In 1932, Gerty von Hofmannsthal, the widow of the Austrian novelist, librettist, and dramatist Hugo von Hofmannsthal, bought the property and began restoring the castle. She lived there with her son Raimund and his wife Lady Elizabeth von Hofmannsthal ( Paget) (the second daughter of Charles Paget, 6th Marquess of Anglesey). To avoid expropriation by the Nazis due to the family's Jewish heritage, she wanted to give the castle away to her daughter Christiane ( von Hofmannsthal) Zimmer and her husband German indologist Heinrich Zimmer, soon after buying it. Christiane could then have sold the property to Gustav Kapsreiter, who was a friend of the family, but the donation, which was initially approved, was ultimately not approved and the family was expropriated. Kapsreiter's attempts to acquire the property were unsuccessful, instead the sculptor Josef Thorak was able to acquire the property for ℛℳ 60,000, which at the time was described as a "small fifteenth-century residence, beautifully furnished and immaculately maintained". Otto Wächter occupied the property next door.
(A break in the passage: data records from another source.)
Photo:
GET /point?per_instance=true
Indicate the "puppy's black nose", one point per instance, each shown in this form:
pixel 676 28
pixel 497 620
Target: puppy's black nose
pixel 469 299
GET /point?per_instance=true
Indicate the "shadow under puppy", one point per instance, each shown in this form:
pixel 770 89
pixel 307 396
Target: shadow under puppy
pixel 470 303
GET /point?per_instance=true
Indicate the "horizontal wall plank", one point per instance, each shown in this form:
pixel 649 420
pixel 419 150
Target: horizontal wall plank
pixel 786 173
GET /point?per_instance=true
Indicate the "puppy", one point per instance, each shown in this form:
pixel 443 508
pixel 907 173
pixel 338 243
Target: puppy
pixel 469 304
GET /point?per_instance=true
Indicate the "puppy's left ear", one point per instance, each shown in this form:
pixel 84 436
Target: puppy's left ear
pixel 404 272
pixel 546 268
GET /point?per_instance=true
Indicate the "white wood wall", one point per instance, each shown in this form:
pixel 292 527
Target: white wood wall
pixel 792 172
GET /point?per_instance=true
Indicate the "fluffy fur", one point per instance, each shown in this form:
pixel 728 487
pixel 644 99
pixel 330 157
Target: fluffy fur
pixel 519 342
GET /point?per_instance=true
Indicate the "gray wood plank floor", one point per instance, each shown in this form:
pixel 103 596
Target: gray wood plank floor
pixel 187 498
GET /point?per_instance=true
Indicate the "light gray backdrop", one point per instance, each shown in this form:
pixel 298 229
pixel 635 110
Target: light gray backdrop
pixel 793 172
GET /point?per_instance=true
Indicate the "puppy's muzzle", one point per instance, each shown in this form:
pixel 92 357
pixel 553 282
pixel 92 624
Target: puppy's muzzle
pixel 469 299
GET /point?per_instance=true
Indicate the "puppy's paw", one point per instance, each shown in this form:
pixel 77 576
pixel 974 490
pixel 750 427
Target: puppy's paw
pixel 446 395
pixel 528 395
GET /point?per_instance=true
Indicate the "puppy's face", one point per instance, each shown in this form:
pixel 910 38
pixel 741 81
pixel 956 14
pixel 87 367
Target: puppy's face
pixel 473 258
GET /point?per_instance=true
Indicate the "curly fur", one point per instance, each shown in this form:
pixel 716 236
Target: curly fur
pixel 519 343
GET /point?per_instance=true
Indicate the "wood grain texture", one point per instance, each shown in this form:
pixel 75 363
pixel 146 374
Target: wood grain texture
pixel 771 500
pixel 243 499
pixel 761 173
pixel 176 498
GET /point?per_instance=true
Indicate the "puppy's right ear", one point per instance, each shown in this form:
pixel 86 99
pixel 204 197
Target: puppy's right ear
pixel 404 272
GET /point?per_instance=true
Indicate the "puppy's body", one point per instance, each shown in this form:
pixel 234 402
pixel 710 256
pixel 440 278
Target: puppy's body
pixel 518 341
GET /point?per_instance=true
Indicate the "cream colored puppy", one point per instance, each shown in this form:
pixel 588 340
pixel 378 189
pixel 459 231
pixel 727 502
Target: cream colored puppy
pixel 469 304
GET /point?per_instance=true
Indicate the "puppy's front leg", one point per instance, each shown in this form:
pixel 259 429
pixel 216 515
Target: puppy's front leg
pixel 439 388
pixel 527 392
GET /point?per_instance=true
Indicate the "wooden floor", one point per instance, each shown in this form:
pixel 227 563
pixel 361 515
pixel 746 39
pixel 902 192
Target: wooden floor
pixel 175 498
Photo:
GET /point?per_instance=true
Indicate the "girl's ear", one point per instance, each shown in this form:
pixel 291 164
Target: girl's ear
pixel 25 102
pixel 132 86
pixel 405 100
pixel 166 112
In 1947 Schloss Prielau was restituted to the von Hofmannsthal family.

===Hotel===
In 1987, the Porsche family bought the property and converted it into a hotel with several guest rooms and suites. It has a park, a red deer farm, a private beach on the northern shore of the lake, a golf course, a helicopter landing and a wellness area with sauna, steam bath and massage services. There is a baroque chapel on the site where 30 to 40 marriages are held each year.